I think that electromagnetic vacuum energy does cancel out to exactly
zero, except as Casimir effects due to *very* local geometry, and Dark
Energy is strictly gravitational vacuum energy instead of
electromagnetism and that is why it is so comparatively weak. Wheeler
called kugelblitzes made of gravitational waves instead of photons
geons.
>> * > a maximum frequency cutoff can exist even if space-time is
>> continuous. Consider this: The shorter the wavelength of a wave, the
>> higher the frequency. The higher the frequency of a wave, the higher the
>> energy of the wave. The higher the energy of a wave, the more it bends its
>> surrounding space-time. If the frequency exceeds 5.23*10^42 Hertz, then
>> the wavelength is shorter than the Schwarzschild radius of the wave which
>> means that you get a tiny black hole and the wave can't propagate anywhere
>> because it is stuck. This is called either a kugelblitz *
>
>
> If spacetime is continuous then there there is always a discernible
> different between 2 points regardless of how close together they are, but
> if a kugelblitz always forms when you pack enough energy into a small
> enough volume then there can't be a detectable difference between the 2
> points and it would be meaningless to say spacetime is continuous.

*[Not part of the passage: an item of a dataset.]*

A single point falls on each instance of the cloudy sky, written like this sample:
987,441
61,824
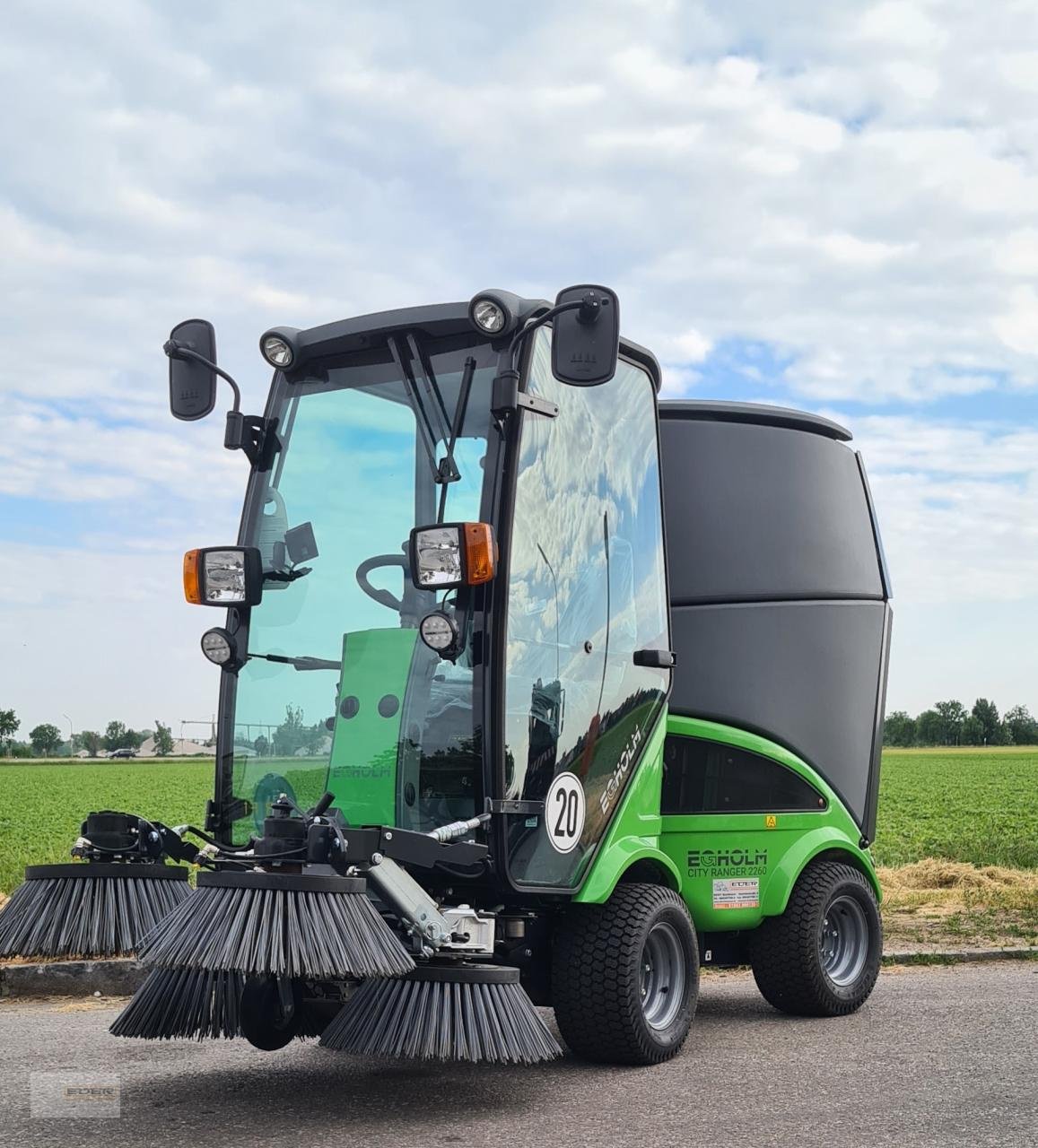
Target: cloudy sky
832,207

I have to admit that, by your logic, being able to calculate the
observed gravitational vacuum energy density from first principles
based on frequency cutoffs does raise the posterior probability that
space-time is discrete.
> And a
> kugelblitz can't form unless both Quantum Mechanics and General Relativity
> always work the way current textbooks say they do, and everybody agrees
> that at the center of a Black Hole at least one of those theories and
> probably both breaks down.
Why do you you insist there is a center to a black hole but then turn
around and deny that that there is a center to the universe? Just as
the big bang happened "everywhere at once", so too does the
singularity of a black hole if you are falling into it. It is not a
place but is instead a time. A time that is in the past for universes
and a time that is in the future for a black hole.

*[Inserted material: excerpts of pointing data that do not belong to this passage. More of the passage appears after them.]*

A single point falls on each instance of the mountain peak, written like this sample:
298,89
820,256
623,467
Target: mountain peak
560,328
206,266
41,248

Universes and black holes are like 3-dimensional spaces wrapped around
the time axis so like the perimeter of a circle or the surface of a
sphere, they have no "center" even if the surface is expanding or
contracting.
>
> If you assume spacetime is continuous then Dark Energy should be infinitely
> strong. If we assume nothing can be smaller than the Planck Time or the
> Planck Length things are a little better but not much, then Dark Energy is
> not infinite but it would still cause the universe to accelerate 10^120
> faster than what we observe. So something is obviously very very wrong but
> nobody knows what.
I think that what is wrong is that people think that dark energy is an
electromagnetic phenomenon when it is clearly gravitational instead.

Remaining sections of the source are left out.